Mücîbetü'l-Bâhiliyye, babasından (veya amcasından) naklen, babasının Resûlullah sallallahu aleyhi ve sellem'e elçi olarak gidip memleketine döndüğünü, bir yıl sonra -hali ve görünüşü oldukça değişmiş olarak- tekrar Hz.Peygamber'e gittiğini ve şöyle dediğini haber verdi:
- Ey Allah'ın Resûlü! Beni tanıdınız mı? Hz. Peygamber:
- "Sen kimsin? (tanımadım)" buyurdu. Adam:
- Bir sene önce size gelmiş olan Bâhilîyim, dedi. Hz. Peygamber:
- “Seni böylesine değiştiren nedir? Halbuki sen çok iyi görünüyordun” buyurdu.

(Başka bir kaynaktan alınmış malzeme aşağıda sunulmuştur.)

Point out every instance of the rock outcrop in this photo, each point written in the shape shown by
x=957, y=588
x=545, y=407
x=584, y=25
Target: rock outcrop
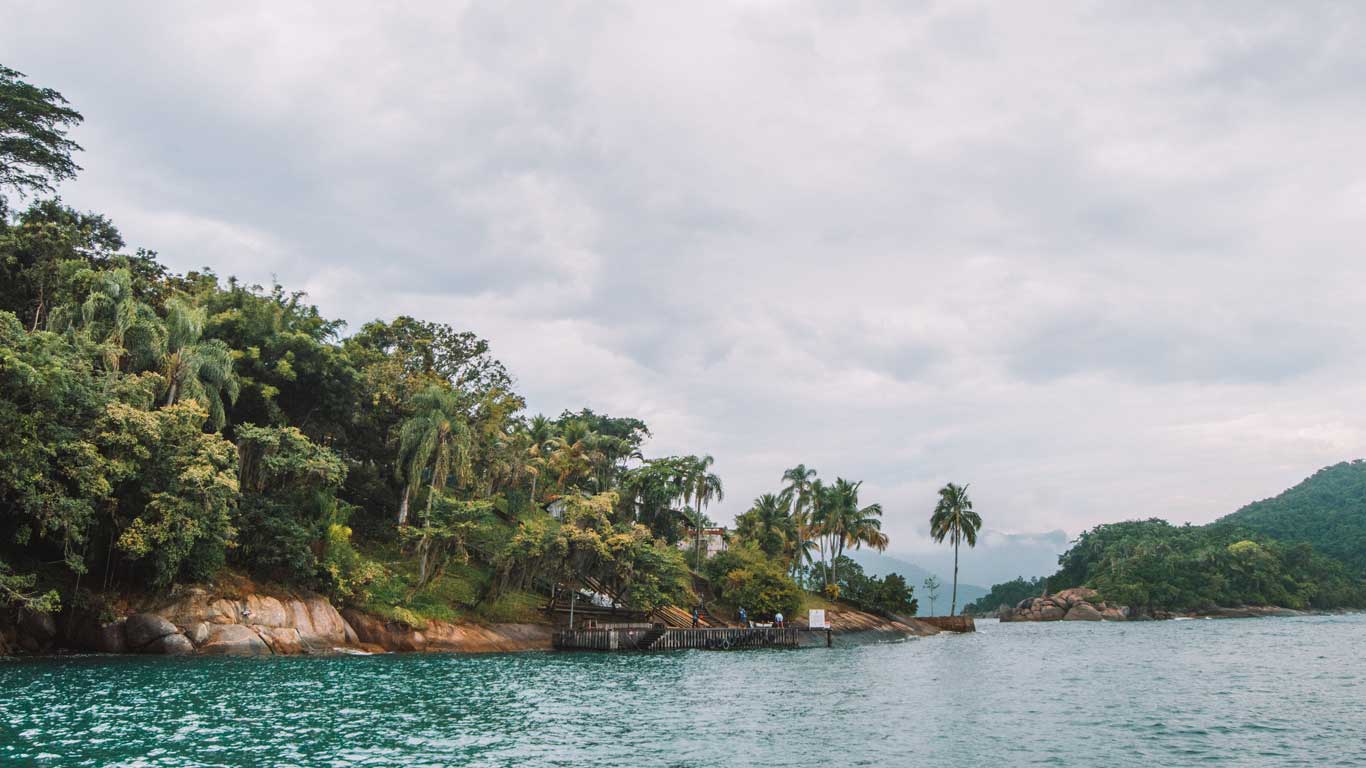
x=441, y=636
x=1078, y=604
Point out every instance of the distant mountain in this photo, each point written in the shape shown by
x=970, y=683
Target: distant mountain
x=1327, y=510
x=877, y=563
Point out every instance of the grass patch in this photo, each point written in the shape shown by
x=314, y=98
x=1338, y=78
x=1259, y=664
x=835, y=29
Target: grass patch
x=514, y=607
x=451, y=597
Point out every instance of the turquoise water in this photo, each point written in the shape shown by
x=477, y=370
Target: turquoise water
x=1253, y=692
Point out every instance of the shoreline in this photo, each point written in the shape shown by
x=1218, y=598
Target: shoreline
x=198, y=622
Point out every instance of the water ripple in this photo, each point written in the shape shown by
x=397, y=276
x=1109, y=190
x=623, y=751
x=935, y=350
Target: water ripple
x=1271, y=692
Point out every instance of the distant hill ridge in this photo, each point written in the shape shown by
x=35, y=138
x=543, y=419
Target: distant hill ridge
x=1327, y=510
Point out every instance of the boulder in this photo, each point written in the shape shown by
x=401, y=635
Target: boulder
x=1070, y=597
x=264, y=610
x=198, y=633
x=36, y=630
x=234, y=640
x=144, y=629
x=392, y=636
x=97, y=637
x=41, y=627
x=1082, y=612
x=1051, y=614
x=171, y=645
x=283, y=641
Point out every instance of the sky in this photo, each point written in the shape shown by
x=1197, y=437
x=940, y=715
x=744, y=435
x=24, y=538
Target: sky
x=1097, y=260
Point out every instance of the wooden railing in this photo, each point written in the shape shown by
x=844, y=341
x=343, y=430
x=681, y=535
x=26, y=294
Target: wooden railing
x=664, y=638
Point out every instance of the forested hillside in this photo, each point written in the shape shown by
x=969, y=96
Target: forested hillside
x=1327, y=510
x=160, y=429
x=1305, y=548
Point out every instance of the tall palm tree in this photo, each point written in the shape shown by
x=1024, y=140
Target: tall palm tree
x=955, y=519
x=768, y=524
x=194, y=368
x=112, y=314
x=701, y=487
x=573, y=455
x=435, y=437
x=850, y=525
x=817, y=515
x=799, y=489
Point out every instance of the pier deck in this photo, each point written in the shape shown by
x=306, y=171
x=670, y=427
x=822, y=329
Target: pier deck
x=659, y=637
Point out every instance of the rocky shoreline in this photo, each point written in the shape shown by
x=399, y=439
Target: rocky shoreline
x=1082, y=604
x=256, y=625
x=198, y=622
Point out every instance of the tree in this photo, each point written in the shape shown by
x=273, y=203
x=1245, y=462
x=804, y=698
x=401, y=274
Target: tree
x=801, y=488
x=194, y=368
x=932, y=591
x=702, y=487
x=112, y=316
x=955, y=519
x=435, y=437
x=850, y=525
x=34, y=149
x=768, y=524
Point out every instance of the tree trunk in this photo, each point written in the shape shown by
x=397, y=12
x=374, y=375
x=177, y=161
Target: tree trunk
x=403, y=506
x=698, y=524
x=952, y=606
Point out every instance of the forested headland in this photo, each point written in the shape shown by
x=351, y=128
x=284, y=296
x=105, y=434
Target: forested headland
x=1299, y=550
x=160, y=429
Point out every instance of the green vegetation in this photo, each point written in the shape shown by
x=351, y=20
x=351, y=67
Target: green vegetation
x=889, y=596
x=955, y=519
x=160, y=428
x=1327, y=510
x=1007, y=593
x=1156, y=566
x=1153, y=565
x=775, y=541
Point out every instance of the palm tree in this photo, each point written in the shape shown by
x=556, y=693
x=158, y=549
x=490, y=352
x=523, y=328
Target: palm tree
x=955, y=519
x=193, y=366
x=768, y=524
x=114, y=316
x=850, y=525
x=435, y=436
x=799, y=489
x=573, y=454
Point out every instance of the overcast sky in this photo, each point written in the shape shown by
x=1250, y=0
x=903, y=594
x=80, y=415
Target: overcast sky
x=1100, y=261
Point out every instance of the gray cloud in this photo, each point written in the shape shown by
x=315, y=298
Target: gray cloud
x=1101, y=261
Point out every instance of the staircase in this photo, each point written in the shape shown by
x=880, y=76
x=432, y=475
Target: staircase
x=649, y=638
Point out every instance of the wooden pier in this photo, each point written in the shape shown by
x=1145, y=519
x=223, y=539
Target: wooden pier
x=660, y=637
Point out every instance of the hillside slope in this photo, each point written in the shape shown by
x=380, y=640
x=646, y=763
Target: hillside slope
x=1328, y=510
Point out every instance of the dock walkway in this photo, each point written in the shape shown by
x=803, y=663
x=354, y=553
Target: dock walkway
x=660, y=637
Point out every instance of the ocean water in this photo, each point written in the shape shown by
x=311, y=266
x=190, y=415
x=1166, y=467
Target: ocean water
x=1250, y=692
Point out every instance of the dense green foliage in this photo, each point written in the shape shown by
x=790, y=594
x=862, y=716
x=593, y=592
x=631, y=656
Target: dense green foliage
x=1156, y=566
x=1327, y=510
x=887, y=596
x=745, y=577
x=1007, y=593
x=156, y=428
x=955, y=519
x=34, y=149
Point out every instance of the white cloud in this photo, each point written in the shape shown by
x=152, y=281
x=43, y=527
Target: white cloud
x=1098, y=261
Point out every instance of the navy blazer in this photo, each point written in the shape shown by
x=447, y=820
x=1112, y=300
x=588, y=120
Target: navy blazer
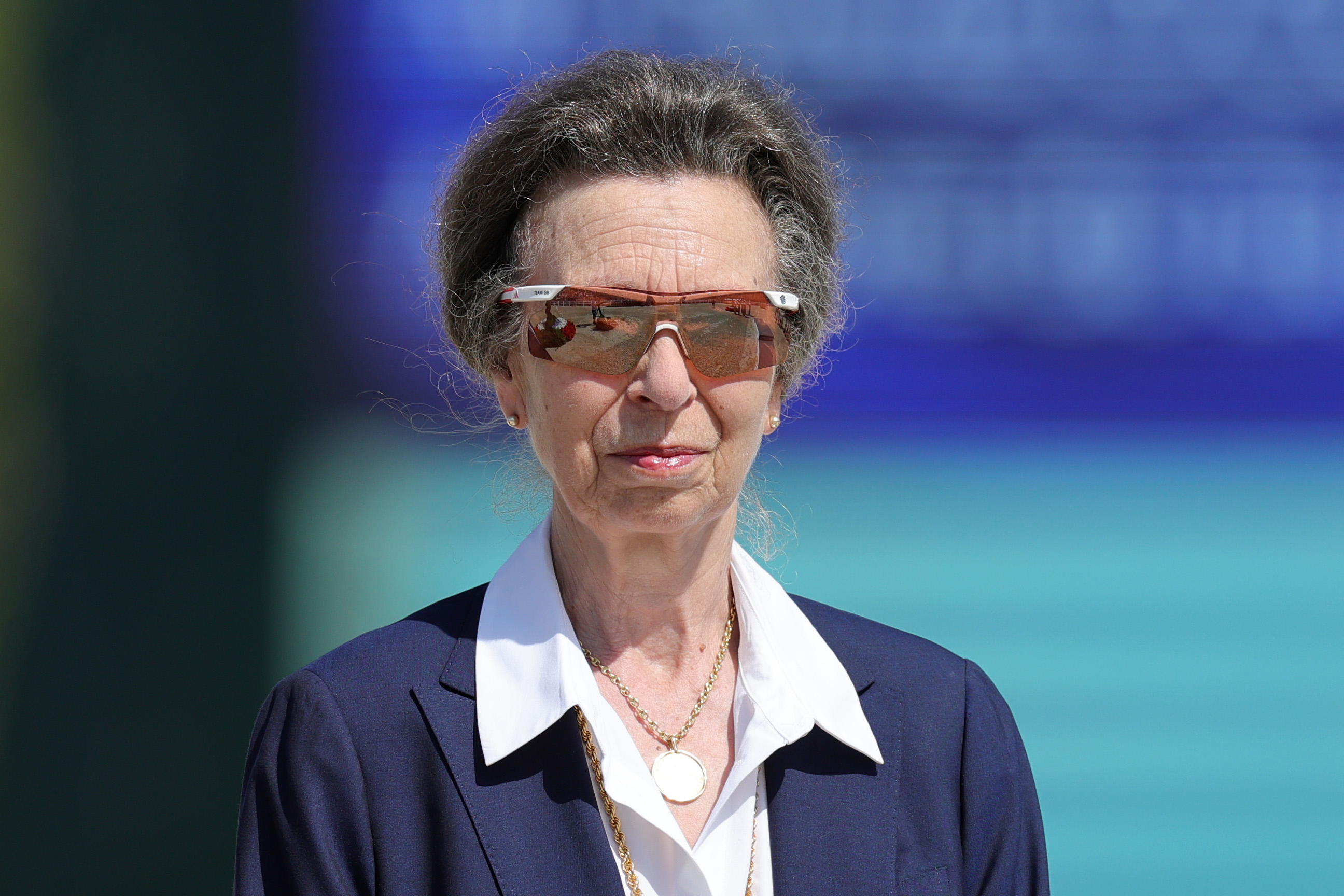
x=366, y=777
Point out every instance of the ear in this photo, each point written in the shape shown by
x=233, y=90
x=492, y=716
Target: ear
x=510, y=394
x=772, y=409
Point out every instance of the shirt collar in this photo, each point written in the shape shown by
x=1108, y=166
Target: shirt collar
x=530, y=669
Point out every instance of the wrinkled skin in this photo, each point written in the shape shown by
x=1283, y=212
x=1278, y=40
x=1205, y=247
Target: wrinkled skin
x=641, y=547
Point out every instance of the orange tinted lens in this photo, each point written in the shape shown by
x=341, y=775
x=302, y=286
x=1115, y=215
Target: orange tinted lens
x=726, y=340
x=593, y=338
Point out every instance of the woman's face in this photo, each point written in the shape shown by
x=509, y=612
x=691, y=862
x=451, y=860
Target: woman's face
x=662, y=449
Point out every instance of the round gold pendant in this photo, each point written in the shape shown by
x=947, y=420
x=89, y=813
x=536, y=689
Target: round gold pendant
x=679, y=776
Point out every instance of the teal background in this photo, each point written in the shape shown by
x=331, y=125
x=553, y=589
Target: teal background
x=1160, y=605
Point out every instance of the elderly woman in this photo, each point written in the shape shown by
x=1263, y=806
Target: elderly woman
x=640, y=254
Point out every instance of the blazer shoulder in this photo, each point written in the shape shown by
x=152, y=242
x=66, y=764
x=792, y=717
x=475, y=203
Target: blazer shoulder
x=874, y=651
x=402, y=654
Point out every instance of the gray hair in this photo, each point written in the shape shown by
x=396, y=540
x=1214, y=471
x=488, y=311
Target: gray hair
x=628, y=113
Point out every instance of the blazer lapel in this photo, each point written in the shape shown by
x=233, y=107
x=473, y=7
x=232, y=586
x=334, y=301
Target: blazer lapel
x=534, y=810
x=825, y=808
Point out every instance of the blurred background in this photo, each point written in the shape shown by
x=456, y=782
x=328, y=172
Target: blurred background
x=1086, y=428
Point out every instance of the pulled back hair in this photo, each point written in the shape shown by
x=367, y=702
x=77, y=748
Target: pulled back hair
x=628, y=113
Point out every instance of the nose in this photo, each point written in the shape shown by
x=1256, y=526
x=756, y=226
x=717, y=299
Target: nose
x=662, y=381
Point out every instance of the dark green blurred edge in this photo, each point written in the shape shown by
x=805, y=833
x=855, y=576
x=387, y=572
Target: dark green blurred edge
x=152, y=346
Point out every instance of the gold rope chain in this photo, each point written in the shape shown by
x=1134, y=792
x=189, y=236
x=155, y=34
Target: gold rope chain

Adam:
- Senden ayrıldığım günden beri, geceleri hariç, asla yemek yemedim, dedi. Bunun üzerine Resûlullah sallallahu aleyhi ve sellem:
- "Kendine işkence etmişsin!" buyurdu ve ilâve etti:
- "Sabır ayı (ramaza)nı bütünüyle, diğer aylardan da birer günü oruçlu geçir." Adam:
- Benim için bu sayıyı arttırınız. Zira benim gücüm bundan fazlasına yeter, dedi. Hz. Peygamber:
- "O halde her aydan iki gün oruç tut!" buyurdu. Adam:
- Daha arttırınız, dedi. Hz. Peygamber
- "Peki, her aydan üç gün!" buyurdu. Adam:
- Biraz daha arttırınız, dedi. Hz. Peygamber de:
- "Haram aylarında (receb, zilkade, zilhicce ve muharrem) üç gün oruç tut, bırak; üç gün oruç tut, bırak; üç gün oruç tut, bırak."buyurdu ve üç parmağını birleştirip bırakmak suretiyle de fiilen gösterdi. Ebû Dâvûd, Savm 55. Ayrıca bk. İbni Mâce, Sıyâm 43
وعن مجِيبَةَ البَاهِلِيَّةِ عَنْ أَبِيهَا أَوْ عمِّها ، أَنَّهُ أَتى رَسولَ اللَّه صَلّى اللهُ عَلَيْهِ وسَلَّم ، ثُمَّ انطَلَقَ فَأَتَاهُ بعدَ سَنَة ، وَقَد تَغَيَّرتْ حَالهُ وَهَيْئَتُه ، فَقَالَ : يا رَسُولَ اللَّهِ أَمَا تعْرِفُنِي ؟ قَالَ : «وَمَنْ أَنتَ ؟ » قَالَ : أَنَا البَاهِلِيُّ الذي جِئتك عامَ الأَوَّلِ . قَالَ : « فَمَا غَيَّرَكَ ، وقَدْ كُنتَ حَسَنَ الهَيئةِ ؟ » قَالَ : ما أَكلتُ طعاماً منذ فَارقْتُكَ إِلاَّ بلَيْلٍ . فَقَال رَسُولُ اللَّهِ صَلّى اللهُ عَلَيْهِ وسَلَّم: « عَذّبْتَ نَفسَكَ ، » ثُمَّ قَالَ : « صُمْ شَهرَ الصَّبرِ ، ويوماً مِنْ كلِّ شَهر » قال : زِدْنـي ، فإِنَّ بي قوَّةً، قَالَ : « صُمْ يَوميْنِ » قال : زِدْني ، قال : « صُمْ ثلاثَةَ أَيَّامٍ » قالَ : زِدْني . قال : صُمْ مِنَ الحُرُمِ وَاتْرُكْ ، صُمْ مِنَ الحرُم وَاترُكْ ، صُمْ مِنَ الحرُمِ وَاتْرُكُ » وقالَ بِأَصَابِعِهِ الثَّلاثِ فَضَمَّهَا ، ثُمَّ أَرْسَلَهَا . رواه أبو داود .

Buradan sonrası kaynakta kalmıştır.